Mesa (master): iris: reduce redundant tile cache flushes

GitLab Mirror gitlab-mirror at kemper.freedesktop.org
Thu Apr 15 05:05:16 UTC 2021


Module: Mesa
Branch: master
Commit: c85ea824bcab971dc2d9052b5dc937ee4b139cf5
URL:    http://cgit.freedesktop.org/mesa/mesa/commit/?id=c85ea824bcab971dc2d9052b5dc937ee4b139cf5

Author: Felix DeGrood <felix.j.degrood at intel.com>
Date:   Mon Mar 29 17:11:42 2021 -0700

iris: reduce redundant tile cache flushes

We are flushing tile cache more often than is necessary. In
unified cache mode, tile cache flushing is expensive, evicting all
depth/pixel data from the L3$. This is only need for a handful of
cases, such as: making cpu or gpu changes globally visible
(e.g. map), fast color clears, or slow depth clears. Tile cache
flushing is a gen12+ feature.

Remove blanket flushing of tile cache on all depth/RT flushes.
Replace with selective tile cache flushing.
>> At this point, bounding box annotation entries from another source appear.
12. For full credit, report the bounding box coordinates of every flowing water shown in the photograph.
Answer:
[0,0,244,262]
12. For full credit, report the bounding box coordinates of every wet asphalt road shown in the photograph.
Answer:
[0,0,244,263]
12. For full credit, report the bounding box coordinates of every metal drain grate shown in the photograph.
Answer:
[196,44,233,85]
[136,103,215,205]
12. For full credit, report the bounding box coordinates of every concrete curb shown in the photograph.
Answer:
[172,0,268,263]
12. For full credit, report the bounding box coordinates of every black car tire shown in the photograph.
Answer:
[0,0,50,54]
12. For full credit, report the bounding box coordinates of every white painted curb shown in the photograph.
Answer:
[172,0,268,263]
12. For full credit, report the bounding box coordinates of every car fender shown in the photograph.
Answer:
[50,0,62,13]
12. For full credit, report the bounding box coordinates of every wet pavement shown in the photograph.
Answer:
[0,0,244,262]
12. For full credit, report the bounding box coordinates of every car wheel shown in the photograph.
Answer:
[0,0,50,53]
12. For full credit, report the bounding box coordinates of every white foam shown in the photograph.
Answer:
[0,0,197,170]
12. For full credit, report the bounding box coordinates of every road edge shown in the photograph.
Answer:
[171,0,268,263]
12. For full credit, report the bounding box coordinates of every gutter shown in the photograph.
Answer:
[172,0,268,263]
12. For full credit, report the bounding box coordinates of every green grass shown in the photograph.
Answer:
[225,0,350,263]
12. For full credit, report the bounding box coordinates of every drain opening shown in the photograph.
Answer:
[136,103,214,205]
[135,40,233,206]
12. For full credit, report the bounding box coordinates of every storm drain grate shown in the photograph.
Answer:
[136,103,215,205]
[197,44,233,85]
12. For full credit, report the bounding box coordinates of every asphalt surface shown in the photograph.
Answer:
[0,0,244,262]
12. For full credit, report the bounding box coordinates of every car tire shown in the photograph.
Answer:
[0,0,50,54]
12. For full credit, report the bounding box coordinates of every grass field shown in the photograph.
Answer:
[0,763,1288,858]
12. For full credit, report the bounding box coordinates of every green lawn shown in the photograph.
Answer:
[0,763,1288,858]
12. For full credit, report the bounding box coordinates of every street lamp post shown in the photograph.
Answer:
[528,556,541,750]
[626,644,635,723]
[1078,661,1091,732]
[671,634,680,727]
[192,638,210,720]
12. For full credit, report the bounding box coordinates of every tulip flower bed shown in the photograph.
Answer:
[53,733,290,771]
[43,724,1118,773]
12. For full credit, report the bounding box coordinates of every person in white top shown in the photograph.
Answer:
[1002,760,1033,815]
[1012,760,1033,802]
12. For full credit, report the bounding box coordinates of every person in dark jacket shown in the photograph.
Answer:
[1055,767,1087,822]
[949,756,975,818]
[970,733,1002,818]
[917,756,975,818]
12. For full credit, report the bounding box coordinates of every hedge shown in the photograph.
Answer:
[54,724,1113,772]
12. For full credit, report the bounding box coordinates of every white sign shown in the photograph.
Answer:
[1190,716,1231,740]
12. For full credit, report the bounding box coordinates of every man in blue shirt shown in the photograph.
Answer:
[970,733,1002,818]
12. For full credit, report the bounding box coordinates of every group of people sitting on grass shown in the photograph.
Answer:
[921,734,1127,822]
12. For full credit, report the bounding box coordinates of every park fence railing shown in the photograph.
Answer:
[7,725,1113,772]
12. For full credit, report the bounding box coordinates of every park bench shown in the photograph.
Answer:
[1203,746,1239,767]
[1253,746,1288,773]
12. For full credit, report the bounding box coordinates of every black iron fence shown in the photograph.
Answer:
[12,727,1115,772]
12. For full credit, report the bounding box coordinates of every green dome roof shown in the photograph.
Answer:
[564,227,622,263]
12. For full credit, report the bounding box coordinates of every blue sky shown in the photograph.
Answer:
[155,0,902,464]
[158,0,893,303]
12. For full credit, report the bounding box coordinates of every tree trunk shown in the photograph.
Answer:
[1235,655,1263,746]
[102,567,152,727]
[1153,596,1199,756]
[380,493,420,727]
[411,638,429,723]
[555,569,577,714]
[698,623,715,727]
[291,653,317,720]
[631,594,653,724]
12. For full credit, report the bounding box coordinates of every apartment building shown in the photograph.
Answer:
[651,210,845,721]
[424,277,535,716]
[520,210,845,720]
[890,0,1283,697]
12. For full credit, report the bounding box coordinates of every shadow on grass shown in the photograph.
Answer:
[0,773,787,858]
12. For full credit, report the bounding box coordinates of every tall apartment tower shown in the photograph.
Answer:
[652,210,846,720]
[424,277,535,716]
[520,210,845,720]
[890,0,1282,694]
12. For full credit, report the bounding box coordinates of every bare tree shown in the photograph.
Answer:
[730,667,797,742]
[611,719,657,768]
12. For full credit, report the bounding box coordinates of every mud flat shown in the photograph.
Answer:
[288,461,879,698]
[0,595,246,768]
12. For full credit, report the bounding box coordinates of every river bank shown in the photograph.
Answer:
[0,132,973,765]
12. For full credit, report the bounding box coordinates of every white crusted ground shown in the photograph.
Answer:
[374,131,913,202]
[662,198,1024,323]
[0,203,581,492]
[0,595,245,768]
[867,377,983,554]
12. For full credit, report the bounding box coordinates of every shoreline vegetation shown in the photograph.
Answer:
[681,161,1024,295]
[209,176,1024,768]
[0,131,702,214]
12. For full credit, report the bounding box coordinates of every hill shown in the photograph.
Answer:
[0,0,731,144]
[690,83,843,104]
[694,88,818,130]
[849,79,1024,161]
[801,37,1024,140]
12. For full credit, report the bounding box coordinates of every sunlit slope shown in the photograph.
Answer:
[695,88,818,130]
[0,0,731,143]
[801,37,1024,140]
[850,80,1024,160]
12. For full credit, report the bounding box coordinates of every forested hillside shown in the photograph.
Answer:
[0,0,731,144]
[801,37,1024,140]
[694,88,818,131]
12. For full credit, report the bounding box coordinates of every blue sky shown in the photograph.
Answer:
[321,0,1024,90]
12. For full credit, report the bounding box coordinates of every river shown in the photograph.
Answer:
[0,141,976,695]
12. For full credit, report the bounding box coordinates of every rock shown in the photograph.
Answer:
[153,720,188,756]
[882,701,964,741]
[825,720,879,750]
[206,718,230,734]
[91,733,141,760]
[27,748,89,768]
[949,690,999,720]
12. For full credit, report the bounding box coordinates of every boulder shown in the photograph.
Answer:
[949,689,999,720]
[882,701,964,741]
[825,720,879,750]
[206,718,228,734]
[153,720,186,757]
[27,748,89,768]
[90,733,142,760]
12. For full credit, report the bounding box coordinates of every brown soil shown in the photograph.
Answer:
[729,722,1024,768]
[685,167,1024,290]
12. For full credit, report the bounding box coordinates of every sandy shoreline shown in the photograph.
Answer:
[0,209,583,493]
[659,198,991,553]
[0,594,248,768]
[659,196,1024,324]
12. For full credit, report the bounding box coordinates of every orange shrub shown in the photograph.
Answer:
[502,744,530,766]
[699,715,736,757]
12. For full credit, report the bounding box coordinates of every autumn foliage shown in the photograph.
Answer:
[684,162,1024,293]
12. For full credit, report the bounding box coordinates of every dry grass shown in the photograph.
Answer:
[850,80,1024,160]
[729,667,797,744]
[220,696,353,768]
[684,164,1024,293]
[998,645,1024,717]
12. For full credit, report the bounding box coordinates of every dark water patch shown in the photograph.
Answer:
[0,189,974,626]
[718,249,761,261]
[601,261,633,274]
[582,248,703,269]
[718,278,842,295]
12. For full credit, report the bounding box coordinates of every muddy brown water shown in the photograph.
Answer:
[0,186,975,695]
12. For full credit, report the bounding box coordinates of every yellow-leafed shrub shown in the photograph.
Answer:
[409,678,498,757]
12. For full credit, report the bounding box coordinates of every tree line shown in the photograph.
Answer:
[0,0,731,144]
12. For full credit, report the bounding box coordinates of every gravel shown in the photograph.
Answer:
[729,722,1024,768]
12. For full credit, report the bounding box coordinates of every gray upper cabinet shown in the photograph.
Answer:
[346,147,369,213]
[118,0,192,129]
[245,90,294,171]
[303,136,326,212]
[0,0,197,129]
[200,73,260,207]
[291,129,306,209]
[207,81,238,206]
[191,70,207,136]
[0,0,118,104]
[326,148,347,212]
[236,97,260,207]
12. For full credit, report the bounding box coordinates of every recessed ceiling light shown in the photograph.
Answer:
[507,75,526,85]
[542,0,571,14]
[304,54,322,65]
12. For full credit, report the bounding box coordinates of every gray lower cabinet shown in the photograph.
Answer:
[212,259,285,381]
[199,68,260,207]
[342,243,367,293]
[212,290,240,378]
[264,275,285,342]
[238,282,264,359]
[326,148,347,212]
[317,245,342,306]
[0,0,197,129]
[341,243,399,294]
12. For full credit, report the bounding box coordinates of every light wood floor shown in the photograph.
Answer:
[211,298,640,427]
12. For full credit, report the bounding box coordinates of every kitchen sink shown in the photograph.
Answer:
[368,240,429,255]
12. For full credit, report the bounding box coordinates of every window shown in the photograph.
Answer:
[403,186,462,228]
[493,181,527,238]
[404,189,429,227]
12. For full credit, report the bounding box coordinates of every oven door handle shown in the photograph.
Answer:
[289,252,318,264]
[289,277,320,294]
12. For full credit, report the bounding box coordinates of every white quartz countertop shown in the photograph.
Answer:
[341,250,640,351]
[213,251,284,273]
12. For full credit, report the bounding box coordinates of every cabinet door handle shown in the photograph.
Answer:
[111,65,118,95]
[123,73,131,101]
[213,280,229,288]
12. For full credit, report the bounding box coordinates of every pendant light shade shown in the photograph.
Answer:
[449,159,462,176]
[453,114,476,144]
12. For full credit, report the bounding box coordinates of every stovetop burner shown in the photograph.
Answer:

Improves performance in several workloads:
AztecRuins.ogl-high-offscreen-1440p 1%
UnigineValley.ogl-g2                1%
Dota 2 (replay Jul 2020).ogl-g2     1%
Counter-Strike GO.ogl-g2            1%
Manhattan.ogl-Off-19x10             2%
CarChase.ogl-Off-19x10              1%
Bioshock Infinite.ogl-g2            1%

Reviewed-by: Kenneth Graunke <kenneth at whitecape.org>
Part-of: <https://gitlab.freedesktop.org/mesa/mesa/-/merge_requests/10217>

---

 src/gallium/drivers/iris/iris_clear.c        |  8 ++++++--
 src/gallium/drivers/iris/iris_context.h      |  1 +
 src/gallium/drivers/iris/iris_fine_fence.c   |  1 +
 src/gallium/drivers/iris/iris_pipe_control.c |  1 +
 src/gallium/drivers/iris/iris_resolve.c      |  1 +
 src/gallium/drivers/iris/iris_resource.c     |  4 +++-
 src/gallium/drivers/iris/iris_state.c        | 20 ++------------------
 7 files changed, 15 insertions(+), 21 deletions(-)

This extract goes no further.